Le Canada envisage le statut de « membre associé » de l'UE au milieu des tensions américaines, rapporte le WSJ

Jean Delaunay

Le Canada envisage le statut de « membre associé » de l’UE au milieu des tensions américaines, rapporte le WSJ

Carney chercherait à devenir membre « associé » de l’UE alors que les relations entre Ottawa et Washington sont au plus bas. Il s’adressera au Parlement européen la semaine prochaine.

Le Premier ministre canadien Mark Carney envisage de nouer des liens plus étroits avec l’Union européenne, notamment en devenant un « membre associé » du bloc, a rapporté dimanche le Wall Street Journal.

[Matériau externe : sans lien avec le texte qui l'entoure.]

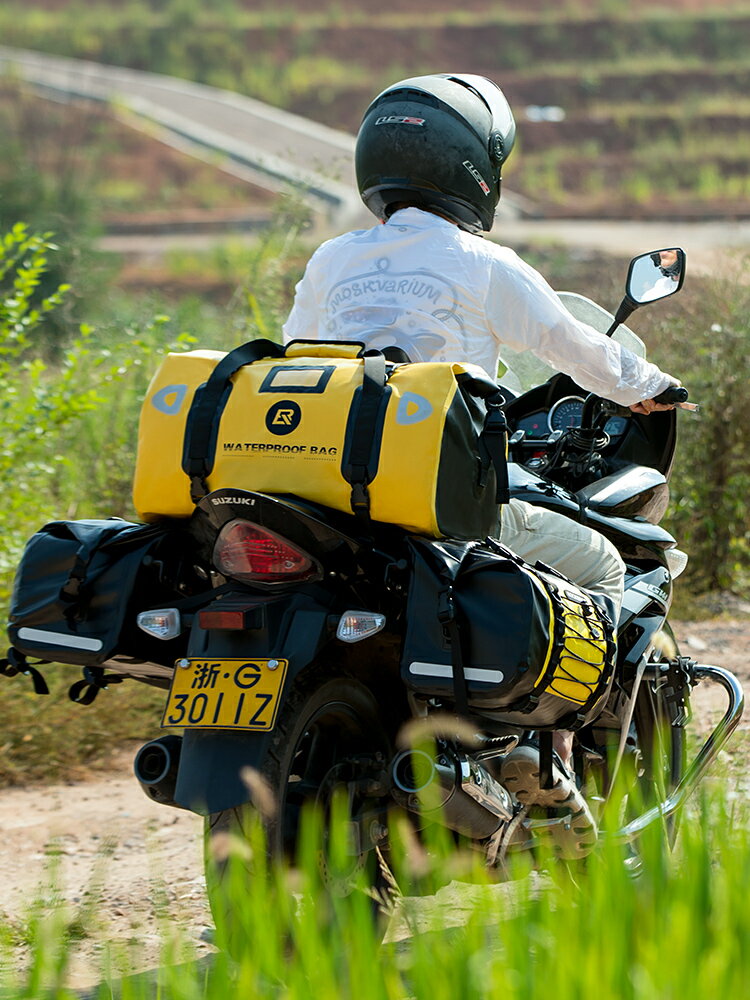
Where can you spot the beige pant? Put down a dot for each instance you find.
(578, 552)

Ce statut n’existe pas actuellement, mais l’UE pourrait être disposée à créer des accords d’adhésion spéciaux, indique le journal, citant des responsables européens et canadiens anonymes. La Commission européenne n’a pas répondu à une demande de commentaires.

Le rapport précède le discours de Carney devant le Parlement européen à Strasbourg jeudi, où il devrait exposer sa vision des relations Canada-UE dans un environnement géopolitique difficile.

Ottawa est engagé dans une guerre commerciale historique avec les États-Unis, avec des tarifs douaniers élevés et aucun signe de désescalade.

L’UE et le Canada souhaitent renforcer leurs liens commerciaux en matière de biens, de services et de travailleurs, en particulier dans des domaines tels que l’énergie, l’intelligence artificielle, la défense et les minéraux critiques, selon le rapport.

Les deux hommes discuteraient également de grands projets communs, notamment des câbles sous-marins, des centres de données, des infrastructures cloud et des réseaux satellite. Le Canada souhaite également accroître ses exportations d’énergie vers l’Europe, a déclaré le WSJ.

Pourtant, obtenir une forme quelconque de statut de « membre associé » pourrait s’avérer difficile. L’UE a des règles strictes en matière d’adhésion et un long processus pour apporter des modifications à ses arrangements existants.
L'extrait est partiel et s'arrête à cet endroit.